Model serving - tools and components

I am working on a solution for providing a custom platform catering to manage and run LLM applications using RAG and LLM models using user provided document repository. While planning and designing a solution, I came across few frameworks (open-source) such as KFServing, Deep-Java-Library, MLFlow and few more that are recommended to use along with ML pipelines orchestration (Kubeflow) along with Data-pipelines. I wanted to understand principles on how to choose the framework that suits to run models with scalable performance, especially using LLMOps stack for a variety of use cases, such as ChatAgents, Content generation (Emails), Code generation etc. Any pointers on how to choose the framework for the design of a platform that is capable for all the various scenarios in Gen-AI applications development and hosting.

Solution

Here, are some bullets points :

Scalability & Performance: Prioritize frameworks that offer robust scalability and optimized performance for LLM inference, with support for horizontal and vertical scaling.

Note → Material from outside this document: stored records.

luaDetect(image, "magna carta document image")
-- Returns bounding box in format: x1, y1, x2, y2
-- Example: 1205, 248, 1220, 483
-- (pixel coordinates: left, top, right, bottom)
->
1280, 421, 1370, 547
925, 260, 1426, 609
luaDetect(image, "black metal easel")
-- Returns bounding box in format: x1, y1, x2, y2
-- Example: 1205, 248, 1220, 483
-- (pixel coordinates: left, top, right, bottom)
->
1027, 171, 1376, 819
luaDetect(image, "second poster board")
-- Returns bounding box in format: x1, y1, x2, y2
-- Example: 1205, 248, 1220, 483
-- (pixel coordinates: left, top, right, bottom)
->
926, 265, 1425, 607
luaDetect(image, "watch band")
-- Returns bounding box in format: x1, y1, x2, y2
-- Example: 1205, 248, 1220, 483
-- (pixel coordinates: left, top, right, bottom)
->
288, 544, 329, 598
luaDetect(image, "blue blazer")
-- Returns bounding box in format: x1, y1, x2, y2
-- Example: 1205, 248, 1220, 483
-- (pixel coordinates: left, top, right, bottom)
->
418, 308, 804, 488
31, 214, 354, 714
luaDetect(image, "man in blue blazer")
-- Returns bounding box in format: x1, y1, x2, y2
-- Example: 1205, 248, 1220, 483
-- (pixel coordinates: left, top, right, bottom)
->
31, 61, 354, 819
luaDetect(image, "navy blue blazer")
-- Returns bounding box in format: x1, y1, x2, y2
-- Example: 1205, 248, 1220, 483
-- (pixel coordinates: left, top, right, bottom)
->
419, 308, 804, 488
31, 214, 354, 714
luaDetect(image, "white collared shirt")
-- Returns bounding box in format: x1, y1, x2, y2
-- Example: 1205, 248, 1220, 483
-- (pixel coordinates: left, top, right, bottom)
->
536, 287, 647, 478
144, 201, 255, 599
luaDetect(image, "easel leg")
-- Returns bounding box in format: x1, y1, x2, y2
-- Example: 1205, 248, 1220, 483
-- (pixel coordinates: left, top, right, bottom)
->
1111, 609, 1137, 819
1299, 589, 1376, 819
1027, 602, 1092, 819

Since it requires a lot of resources you want to be sure that it won t go down.
Framework Flexibility & Orchestration: Try to choose frameworks that allow easy customization for diverse LLM applications and seamless integration with ML orchestration tools like Kubeflow for automated workflows. Also choose framework that support all the libraries (like pytorch, tensorflow etc.. which is the case for mlflow )
Community Support & Ecosystem: Consider the framework's community size, ecosystem support for extensions, and integration capabilities with other tools for comprehensive lifecycle management. You don't want to work with frameworks that are going to disappear.
Cost-Effectiveness & Documentation: Check the total cost of ownership and prioritize frameworks by checking documentation to facilitate development and maintenance.